Mouches, frelons, guêpes, scarabées cornus,
aigrefins de toute espèce,
fainéants qu'à ton puits le gros soleil amène,
n'ont pas son entêtement à te faire partir.
Pour te presser l'orteil, te chatouiller la face,
te pincer le nez, pour courir
à l'ombre de ton ventre, vraiment nul ne la vaut.
La coquine prend pour échelle
une patte et te monte, audacieuse, sur les ailes ;
elle s'y promène, insolente, et va d'en haut, d'en bas.
II
Maintenant, voici qui n'est pas à croire.
Autrefois, nous disent les anciens,
un jour d'hiver, la faim te prit. Le front bas
et en cachette, tu allas voir,
dans ses grands magasins, la fourmi, sous terre.
L'enrichie au soleil séchait,
avant de les cacher en cave,
ses blés qu'avait moisis la rosée de la nuit.
Quand ils étaient prêts, elle les mettait en sac.
Tu surviens alors, avec des pleurs aux yeux.
Tu lui dis : "il fait bien froid ; la bise
d'un coin à l'autre me traîne
mourante de faim. A ton riche monceau
laisse-moi prendre pour ma besace.
Je te le rendrai, bien sûr, au beau temps des melons.
"Prête-moi un peu de grain." Mais, va,
si tu crois que l'autre t'écoute,
tu te trompes.
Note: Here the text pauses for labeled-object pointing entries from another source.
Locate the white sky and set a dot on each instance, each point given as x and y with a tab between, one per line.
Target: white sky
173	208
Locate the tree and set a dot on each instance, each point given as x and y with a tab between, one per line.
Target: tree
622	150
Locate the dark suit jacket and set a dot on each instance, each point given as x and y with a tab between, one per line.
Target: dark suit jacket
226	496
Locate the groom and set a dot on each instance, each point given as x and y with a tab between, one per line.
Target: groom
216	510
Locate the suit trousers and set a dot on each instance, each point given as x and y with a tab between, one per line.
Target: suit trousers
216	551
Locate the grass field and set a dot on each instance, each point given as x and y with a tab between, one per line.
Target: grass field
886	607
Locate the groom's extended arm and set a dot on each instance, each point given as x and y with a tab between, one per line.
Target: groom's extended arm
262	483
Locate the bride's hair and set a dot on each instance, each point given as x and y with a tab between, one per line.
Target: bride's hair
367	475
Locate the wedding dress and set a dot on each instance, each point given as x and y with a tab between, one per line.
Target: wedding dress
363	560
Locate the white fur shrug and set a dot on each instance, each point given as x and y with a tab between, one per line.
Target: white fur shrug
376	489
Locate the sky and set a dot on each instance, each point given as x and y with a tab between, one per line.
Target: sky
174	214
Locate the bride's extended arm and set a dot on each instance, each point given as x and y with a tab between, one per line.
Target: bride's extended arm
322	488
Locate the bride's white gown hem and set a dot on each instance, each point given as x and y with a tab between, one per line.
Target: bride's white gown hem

Des gros sacs, tu n'auras rien de rien.
"File plus loin, va racler des tonneaux ;
Crève de faim l'hiver, toi qui chantes l'été !"
Ainsi parle la fable antique
pour nous conseiller la pratique
des grippe-sous, heureux de nouer les cordons
de leur bourses. — Que la colique
ronge les entrailles à ces sots!
Il m'indigne, le fabuliste,
quand il dit que l'hiver tu vas en quête
de mouches, vermisseaux, grains, toi qui ne manges jamais.
Du blé ! Qu'en ferais-tu, ma foi !
Tu as ta fontaine mielleuse, et tu ne demandes rien de plus.
Que t'importe l'hiver ! Ta famille
à l'abri sous terre sommeille,
et tu dors le somme qui n'a pas de réveil.
Ton cadavre tombe en loques.
Un jour, en furetant la fourmi le voit.
De ta maigre peau desséchée
la méchante fait curée ;
elle te vide la poitrine, elle te découpe en morceaux,
elle t'emmagasine pour salaison,
provision de choix, l'hiver, en temps de neige.
III
Voilà l'histoire véritable,
bien loin du dire de la fable.
Qu'en pensez-vous, sacrebleu !
— O ramasseurs de liards,
doigts crochus, bombées bedaines
qui gouvernez le monde avec le coffre-fort,
Vous faites courir le bruit, canailles,
que l'artiste jamais ne travaille
et qu'il doit pâtir, l'imbécile.
Taisez-vous donc : quand des lambrusques
la Cigale a foré l'écorce,
vous lui dérobez son boire, et puis, morte, vous la rongez.